In our study, ROC analysis showed that a cut-off value of 1.85 for the MPA/DA ratio had a sensitivity of 78.5%, a specificity of 94%, a positive predictive value (PPV) of 91%, and a positive likelihood ratio (LR^+^) of 7.5, with an AUC of 0.927. These results indicate that the MPA/DA ratio has high discriminatory power for the diagnosis of pediatric pulmonary hypertension (PHT). For the MPA/AA ratio, the cut-off value of 1.25 also showed high specificity (95%) and PPV (89.7%), with a sensitivity of 76.5% and an AUC of 0.896. Although both ratios demonstrated strong diagnostic performance, the MPA/DA ratio showed slightly superior overall accuracy based on ROC curve analysis. These findings support the use of the MPA/DA ratio as a more sensitive and reliable radiological marker for the diagnosis of pediatric PHT, suggesting that it may be preferred in clinical practice.

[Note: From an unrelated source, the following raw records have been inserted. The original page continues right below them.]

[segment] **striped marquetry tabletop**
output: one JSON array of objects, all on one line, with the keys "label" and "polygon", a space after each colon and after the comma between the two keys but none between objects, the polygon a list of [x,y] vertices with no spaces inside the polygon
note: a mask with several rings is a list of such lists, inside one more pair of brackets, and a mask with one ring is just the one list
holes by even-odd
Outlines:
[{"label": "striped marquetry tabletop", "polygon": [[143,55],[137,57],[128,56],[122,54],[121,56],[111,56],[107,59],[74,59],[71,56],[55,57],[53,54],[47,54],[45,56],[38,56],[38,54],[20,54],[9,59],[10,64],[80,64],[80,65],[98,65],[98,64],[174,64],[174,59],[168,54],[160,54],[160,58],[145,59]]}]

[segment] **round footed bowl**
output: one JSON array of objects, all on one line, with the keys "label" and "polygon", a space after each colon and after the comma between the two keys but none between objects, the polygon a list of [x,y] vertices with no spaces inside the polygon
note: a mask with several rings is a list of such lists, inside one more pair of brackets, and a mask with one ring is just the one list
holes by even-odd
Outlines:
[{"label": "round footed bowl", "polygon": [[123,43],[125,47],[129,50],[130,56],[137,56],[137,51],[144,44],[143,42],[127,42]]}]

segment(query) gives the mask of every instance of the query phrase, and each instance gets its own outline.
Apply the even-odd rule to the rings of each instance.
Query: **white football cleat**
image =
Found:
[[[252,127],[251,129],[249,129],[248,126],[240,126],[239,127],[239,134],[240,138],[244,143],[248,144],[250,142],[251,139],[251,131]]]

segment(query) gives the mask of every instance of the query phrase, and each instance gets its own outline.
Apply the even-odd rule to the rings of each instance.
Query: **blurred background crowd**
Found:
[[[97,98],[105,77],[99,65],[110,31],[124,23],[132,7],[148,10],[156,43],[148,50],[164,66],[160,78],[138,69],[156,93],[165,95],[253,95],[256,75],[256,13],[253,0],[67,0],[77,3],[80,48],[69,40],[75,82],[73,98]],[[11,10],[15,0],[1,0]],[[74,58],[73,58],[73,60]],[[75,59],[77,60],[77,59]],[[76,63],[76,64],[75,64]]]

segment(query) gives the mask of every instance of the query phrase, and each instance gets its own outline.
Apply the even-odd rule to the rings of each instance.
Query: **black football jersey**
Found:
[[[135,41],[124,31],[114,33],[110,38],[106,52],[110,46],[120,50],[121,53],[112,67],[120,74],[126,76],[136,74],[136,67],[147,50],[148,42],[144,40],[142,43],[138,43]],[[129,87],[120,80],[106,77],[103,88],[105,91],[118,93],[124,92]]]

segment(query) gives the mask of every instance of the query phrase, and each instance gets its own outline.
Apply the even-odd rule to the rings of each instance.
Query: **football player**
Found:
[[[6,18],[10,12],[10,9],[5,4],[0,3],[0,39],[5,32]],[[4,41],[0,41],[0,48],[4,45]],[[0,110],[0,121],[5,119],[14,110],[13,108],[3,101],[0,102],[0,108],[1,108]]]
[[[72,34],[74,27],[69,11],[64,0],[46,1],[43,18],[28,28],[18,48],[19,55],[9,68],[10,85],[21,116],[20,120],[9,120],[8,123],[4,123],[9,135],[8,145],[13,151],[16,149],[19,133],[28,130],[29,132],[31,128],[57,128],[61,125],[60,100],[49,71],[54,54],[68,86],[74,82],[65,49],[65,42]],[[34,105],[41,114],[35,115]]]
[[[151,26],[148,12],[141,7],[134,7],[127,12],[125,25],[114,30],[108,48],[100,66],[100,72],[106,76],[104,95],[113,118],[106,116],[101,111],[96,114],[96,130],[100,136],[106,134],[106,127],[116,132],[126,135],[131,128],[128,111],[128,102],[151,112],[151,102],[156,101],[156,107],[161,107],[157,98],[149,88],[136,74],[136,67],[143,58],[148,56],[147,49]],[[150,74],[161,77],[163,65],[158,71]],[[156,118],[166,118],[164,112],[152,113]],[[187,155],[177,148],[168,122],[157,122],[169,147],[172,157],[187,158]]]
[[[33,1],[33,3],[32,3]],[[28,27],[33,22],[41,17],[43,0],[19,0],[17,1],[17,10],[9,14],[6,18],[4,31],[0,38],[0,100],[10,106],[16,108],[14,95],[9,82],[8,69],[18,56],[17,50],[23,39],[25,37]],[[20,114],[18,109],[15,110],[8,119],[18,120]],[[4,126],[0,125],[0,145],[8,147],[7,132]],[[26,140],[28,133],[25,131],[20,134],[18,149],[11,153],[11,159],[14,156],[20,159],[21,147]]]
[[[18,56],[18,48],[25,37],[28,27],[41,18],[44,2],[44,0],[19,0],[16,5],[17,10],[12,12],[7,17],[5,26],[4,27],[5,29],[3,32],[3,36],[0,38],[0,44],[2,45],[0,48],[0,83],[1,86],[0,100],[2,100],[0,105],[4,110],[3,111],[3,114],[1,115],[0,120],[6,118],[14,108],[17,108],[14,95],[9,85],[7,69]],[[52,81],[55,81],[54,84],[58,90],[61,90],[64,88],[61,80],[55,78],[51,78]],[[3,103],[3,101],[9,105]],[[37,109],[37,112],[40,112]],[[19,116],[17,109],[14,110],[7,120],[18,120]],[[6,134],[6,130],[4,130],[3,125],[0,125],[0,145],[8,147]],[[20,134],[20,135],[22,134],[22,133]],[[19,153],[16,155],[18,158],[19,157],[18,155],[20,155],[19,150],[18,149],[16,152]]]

Although the difference in mean pulmonary artery pressure between the groups did not reach statistical significance (p = 0.0508), this finding may be attributed to the composition of the control group, which consisted of patients referred for catheterization due to clinical suspicion of pulmonary hypertension but who were subsequently confirmed to have normal hemodynamic parameters. Several of these individuals likely presented with conditions that can transiently elevate pulmonary pressures or mimic early-stage PHT, including small left-to-right shunts, self-limited neonatal pulmonary pressure elevations, and chronic pulmonary conditions of non-cardiac origin.
5. Conclusions
This study showed that the main pulmonary artery-to-ascending aorta (MPA/AA) and main pulmonary artery-to-descending aorta (MPA/DA) ratios, measured by computed tomography angiography (CTA), serve as reliable non-invasive indicators for the diagnosis of pediatric pulmonary hypertension (PHT). Both ratios were significantly elevated in patients with confirmed PHT compared to controls, with the MPA/DA ratio having better diagnostic performance based on receiver operating characteristic (ROC) analysis. Given its higher sensitivity, specificity, and positive predictive value, the MPA/DA ratio appears to be a more robust and consistent radiologic marker for identifying PHT in children. These findings support the routine incorporation of MPA/DA ratio assessment into clinical practice, as its high diagnostic accuracy makes it particularly useful for the early screening of pediatric patients at risk of pulmonary hypertension, enabling timely diagnosis and intervention.